Yayın: 06:45 - 25.06.2010
Güncelleme: 06:45 - 25.06.2010

Basında yer alan bir habere göre “Okullara, özel sektörden müdür atanacakmış”.

Yani öğretmenler, kendi kendilerini yönetemiyor, onları yönetmek için özel sektörden müdür ataması yapılacak. Yok, efendim öyle değil. Ya nasıl? Hani başarısız okullar var ya,onlara özel sektörden müdür atanacak.

Yani iki tip okul var. Başarılı okullar, başarısız okullar! Başarılı okullara bir şey yok. Hani o başarısız okullar var ya,onların müdürlerini alıp, oraya, özel sektörde başarılı olmuş yöneticiler gelecek. Ne güzel, değil mi? Müdürler değişecek ve tüm okullarımız başarılı olacak.

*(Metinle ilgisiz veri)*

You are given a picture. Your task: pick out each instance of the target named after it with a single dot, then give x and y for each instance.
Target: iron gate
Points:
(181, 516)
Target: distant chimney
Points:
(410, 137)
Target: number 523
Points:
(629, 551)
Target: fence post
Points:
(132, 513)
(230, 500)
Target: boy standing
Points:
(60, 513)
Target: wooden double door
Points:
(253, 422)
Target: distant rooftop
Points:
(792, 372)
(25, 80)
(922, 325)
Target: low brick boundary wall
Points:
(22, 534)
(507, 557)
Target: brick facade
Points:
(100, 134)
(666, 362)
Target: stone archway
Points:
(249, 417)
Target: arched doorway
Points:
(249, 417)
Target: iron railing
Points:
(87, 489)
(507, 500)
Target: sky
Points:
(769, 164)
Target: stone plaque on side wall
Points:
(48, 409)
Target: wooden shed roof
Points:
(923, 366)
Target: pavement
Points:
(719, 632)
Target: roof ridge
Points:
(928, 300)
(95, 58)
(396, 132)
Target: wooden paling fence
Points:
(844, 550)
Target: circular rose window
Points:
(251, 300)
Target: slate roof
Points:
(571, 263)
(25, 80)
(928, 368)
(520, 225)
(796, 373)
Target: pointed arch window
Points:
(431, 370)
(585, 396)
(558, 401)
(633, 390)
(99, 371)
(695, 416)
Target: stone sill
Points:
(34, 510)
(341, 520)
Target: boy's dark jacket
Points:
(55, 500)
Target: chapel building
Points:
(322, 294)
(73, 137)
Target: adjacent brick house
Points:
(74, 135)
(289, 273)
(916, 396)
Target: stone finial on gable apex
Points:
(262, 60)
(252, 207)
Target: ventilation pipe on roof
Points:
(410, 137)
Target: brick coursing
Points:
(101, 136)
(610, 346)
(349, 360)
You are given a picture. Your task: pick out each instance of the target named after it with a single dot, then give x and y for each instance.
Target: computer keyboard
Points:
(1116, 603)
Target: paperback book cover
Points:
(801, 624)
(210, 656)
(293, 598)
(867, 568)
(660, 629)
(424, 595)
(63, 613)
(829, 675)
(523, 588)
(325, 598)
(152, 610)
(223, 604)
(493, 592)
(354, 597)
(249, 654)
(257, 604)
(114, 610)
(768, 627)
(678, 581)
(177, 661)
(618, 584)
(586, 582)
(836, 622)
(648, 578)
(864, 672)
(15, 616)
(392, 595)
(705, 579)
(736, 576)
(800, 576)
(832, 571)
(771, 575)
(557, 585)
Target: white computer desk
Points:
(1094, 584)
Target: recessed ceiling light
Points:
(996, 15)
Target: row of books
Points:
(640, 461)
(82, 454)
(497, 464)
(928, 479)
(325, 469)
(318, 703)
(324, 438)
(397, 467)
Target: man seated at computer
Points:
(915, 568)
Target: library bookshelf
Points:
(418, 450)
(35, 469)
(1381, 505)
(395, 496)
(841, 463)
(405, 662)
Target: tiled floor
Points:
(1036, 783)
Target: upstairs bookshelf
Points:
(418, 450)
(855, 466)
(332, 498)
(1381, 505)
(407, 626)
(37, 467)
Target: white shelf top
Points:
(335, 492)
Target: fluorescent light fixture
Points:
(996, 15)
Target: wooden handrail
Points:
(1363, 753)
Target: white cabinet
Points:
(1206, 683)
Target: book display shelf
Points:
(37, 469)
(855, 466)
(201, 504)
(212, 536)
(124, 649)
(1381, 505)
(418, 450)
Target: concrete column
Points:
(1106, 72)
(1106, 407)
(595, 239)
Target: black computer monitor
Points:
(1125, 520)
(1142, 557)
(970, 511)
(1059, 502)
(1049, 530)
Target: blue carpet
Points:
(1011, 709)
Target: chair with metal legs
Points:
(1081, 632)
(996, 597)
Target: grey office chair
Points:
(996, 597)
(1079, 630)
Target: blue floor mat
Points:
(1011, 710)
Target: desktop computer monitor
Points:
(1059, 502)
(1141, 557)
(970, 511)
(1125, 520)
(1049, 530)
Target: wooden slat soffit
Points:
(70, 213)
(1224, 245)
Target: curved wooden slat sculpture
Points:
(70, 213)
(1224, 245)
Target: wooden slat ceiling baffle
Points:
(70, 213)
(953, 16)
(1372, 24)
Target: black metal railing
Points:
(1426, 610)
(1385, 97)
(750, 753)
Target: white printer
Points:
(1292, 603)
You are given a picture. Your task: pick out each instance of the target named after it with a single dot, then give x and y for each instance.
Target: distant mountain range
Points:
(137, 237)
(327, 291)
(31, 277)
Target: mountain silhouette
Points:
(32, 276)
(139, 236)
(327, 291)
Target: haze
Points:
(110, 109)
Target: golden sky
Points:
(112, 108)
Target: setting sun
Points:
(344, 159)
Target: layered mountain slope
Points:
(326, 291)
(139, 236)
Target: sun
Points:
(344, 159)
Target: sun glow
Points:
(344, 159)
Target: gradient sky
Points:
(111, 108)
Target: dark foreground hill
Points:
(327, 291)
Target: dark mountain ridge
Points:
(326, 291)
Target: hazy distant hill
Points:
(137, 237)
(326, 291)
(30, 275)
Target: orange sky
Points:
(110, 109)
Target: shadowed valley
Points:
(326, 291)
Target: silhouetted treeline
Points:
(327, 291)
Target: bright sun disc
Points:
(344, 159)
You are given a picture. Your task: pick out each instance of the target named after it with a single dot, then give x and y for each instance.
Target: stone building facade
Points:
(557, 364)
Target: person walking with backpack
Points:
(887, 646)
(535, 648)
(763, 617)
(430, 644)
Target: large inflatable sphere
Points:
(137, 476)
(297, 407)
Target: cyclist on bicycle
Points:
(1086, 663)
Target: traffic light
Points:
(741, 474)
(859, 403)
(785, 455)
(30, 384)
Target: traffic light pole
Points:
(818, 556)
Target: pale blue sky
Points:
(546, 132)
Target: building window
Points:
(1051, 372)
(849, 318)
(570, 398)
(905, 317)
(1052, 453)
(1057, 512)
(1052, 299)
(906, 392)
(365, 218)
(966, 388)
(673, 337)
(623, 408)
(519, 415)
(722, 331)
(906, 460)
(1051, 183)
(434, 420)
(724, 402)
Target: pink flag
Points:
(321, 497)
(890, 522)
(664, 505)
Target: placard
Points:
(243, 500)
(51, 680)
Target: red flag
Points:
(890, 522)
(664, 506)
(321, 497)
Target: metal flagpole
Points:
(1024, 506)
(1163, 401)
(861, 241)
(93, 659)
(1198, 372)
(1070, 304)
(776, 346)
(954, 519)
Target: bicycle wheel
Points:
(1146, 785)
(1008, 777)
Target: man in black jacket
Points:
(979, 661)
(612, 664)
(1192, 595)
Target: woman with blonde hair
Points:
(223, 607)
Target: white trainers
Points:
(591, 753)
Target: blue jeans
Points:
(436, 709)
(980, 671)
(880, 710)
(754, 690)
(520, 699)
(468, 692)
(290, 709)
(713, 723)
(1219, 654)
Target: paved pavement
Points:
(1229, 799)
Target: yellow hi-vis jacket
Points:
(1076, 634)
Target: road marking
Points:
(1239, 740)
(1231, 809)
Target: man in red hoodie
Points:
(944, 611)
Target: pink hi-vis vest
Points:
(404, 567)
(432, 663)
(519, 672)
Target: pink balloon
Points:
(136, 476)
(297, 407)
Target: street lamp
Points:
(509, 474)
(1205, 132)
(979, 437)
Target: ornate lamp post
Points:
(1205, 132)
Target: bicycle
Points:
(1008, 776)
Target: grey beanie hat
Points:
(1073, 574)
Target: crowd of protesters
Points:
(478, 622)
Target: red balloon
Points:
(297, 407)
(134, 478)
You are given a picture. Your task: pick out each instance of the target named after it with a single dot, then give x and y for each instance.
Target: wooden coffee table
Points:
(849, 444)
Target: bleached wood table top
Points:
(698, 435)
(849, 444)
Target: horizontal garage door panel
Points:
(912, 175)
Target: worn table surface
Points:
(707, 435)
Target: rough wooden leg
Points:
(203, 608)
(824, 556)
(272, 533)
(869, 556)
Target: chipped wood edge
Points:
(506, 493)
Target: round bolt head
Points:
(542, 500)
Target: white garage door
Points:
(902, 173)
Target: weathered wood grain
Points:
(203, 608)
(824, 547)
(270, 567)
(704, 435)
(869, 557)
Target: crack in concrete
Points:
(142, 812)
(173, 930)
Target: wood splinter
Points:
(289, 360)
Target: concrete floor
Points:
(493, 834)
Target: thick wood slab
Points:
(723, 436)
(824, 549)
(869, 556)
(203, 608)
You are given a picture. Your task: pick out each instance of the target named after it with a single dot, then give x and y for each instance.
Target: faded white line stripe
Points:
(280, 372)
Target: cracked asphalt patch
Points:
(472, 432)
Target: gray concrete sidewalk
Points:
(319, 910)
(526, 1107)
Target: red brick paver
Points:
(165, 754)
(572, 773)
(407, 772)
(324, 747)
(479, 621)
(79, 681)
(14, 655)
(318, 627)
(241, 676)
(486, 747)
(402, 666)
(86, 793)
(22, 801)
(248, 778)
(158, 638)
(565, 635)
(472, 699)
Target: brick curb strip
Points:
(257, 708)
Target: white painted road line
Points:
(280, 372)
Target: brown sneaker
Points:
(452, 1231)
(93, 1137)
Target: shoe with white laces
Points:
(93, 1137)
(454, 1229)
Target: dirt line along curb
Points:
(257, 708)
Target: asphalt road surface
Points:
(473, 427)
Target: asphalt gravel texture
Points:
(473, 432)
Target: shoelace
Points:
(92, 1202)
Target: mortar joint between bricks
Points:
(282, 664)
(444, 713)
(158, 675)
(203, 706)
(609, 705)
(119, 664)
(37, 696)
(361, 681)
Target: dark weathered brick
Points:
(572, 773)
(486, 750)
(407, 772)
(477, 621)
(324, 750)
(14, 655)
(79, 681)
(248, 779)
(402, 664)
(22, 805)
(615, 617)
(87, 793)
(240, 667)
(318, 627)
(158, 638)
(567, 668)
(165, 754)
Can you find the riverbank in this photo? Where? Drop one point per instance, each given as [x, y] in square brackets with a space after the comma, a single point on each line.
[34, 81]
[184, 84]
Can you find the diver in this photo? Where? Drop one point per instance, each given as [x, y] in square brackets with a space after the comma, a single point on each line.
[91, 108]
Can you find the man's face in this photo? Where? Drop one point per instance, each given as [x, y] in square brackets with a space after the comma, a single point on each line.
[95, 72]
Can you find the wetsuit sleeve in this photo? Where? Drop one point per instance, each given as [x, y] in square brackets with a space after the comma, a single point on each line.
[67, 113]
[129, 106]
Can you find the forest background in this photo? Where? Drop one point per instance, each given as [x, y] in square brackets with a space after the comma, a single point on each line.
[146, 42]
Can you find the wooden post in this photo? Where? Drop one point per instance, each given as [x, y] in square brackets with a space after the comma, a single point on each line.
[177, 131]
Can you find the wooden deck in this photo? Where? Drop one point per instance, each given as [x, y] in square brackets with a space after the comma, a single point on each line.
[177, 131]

SBS’ ye giren 1 milyon 15 bin öğrenci Anadolu Lisesine, ÖSS’ye giren 1 milyon 500 bin öğrenci üniversiteye girip, istediği bölümde okuyacak. Öyle mi?  Ne güzel! Fakat kafalarda ki soru, şu: Bir okul başarılı iken, diğer okul neden başarısız? Başarısızlığın kaynağı okul müdürü mü? Müdürü alıp, özel sektörden birini getirince, bu okul başarılı mı olacak ?Ayrıca, 1 milyon 500 öğrenci, kapasitesi 250 bin olan üniversiteye nasıl sığacak?

Mesela, geniş bir bahçesi, içinde spor salonu, kütüphane, fen ve teknoloji sınıfları, konferans salonu ve kadrolu öğretmeni olan bir okulla, adım atacak kadar bahçesi bile olmayan bir okulu karşılaştıralım. Pendik’te Pendik Lisesi ile Kurtköy Ticaret Meslek Lisesi aynı imkânlara mı sahip? Kartal’da Süleyman Demirel Lisesi ile Kartal Anadolu İmam Hatip Lisesinde aynı alt yapı mı var? Tuzla Endüstri Meslek Lisesi ile Samandıra Endüstri Meslek Lisesinin öğrencileri, aynı mı?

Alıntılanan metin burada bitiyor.